According to Verified Voting, a non-partisan group that promotes the responsible use of technology in elections, the states that allow "modeming" or voting systems with networking configurations include: Florida, Illinois, Indiana, Iowa, Michigan, Minnesota, Rhode Island, Wisconsin and the District of Columbia.
Aurora Matthews, a Verified Voting spokesperson, called the claims online "disinformation that has the potential to create confusion for election officials and voters."
In many states, polling locations use Wi-Fi to access electronic poll books to verify voter eligibility. But such devices "are not voting equipment," Matthews said.
"They are check-in equipment, and scanners may modem results but they are not voting equipment -- so a hacker can't change votes but at most disrupt result transfer or check-in process," she said.
Other non-partisan groups, including the OSET Institute's Trust the Vote Project, also refuted the rumors on Twitter.
3] Just because there's a WiFi network, that does NOT automatically mean that a voting machine is using it. In fact, in some states, it's illegal to even have a WiFi device in a voting machine, and in other states illegal to use WiFi during voting.

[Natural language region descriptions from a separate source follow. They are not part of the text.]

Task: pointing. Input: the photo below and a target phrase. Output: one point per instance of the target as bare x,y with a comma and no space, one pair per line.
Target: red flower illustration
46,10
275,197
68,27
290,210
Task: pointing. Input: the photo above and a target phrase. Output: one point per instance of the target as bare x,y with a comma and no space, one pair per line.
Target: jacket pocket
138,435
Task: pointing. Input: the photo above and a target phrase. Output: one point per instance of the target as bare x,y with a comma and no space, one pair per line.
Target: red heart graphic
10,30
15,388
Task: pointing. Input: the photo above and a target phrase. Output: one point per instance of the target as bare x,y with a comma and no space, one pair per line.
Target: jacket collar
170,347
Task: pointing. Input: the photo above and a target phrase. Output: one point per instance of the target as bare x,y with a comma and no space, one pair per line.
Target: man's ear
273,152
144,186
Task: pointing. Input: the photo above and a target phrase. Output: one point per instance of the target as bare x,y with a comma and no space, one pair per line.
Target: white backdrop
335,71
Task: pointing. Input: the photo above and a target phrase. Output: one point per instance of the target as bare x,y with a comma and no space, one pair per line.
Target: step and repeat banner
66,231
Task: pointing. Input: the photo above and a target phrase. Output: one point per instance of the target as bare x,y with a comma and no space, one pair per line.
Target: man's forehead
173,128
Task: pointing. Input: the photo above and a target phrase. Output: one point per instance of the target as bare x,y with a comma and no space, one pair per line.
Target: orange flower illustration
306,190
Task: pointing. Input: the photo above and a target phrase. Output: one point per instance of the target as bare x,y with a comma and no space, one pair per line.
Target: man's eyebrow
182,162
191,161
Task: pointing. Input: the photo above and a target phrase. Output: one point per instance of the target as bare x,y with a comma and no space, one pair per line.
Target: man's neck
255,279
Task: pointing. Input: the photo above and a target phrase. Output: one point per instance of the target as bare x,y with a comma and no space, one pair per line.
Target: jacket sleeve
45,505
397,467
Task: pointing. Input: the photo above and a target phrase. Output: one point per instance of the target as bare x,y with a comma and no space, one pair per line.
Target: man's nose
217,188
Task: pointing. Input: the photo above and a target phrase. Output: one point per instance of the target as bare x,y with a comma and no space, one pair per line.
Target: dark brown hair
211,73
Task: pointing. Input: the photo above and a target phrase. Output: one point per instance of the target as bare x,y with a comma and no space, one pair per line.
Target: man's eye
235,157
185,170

— TrustTheVote® Project (@TrustTheVote) November 8, 2022
Voters can look up county voting machines here.
AFP has fact-checked other misinformation about the midterm elections here.
November 10, 2022 This story has been updated to add a quote from Damon Hewitt, president and executive director of the Lawyers' Committee for Civil Rights Under Law.
November 10, 2022 This story was corrected to remove a description of ExpressVote technology in paragraph 10.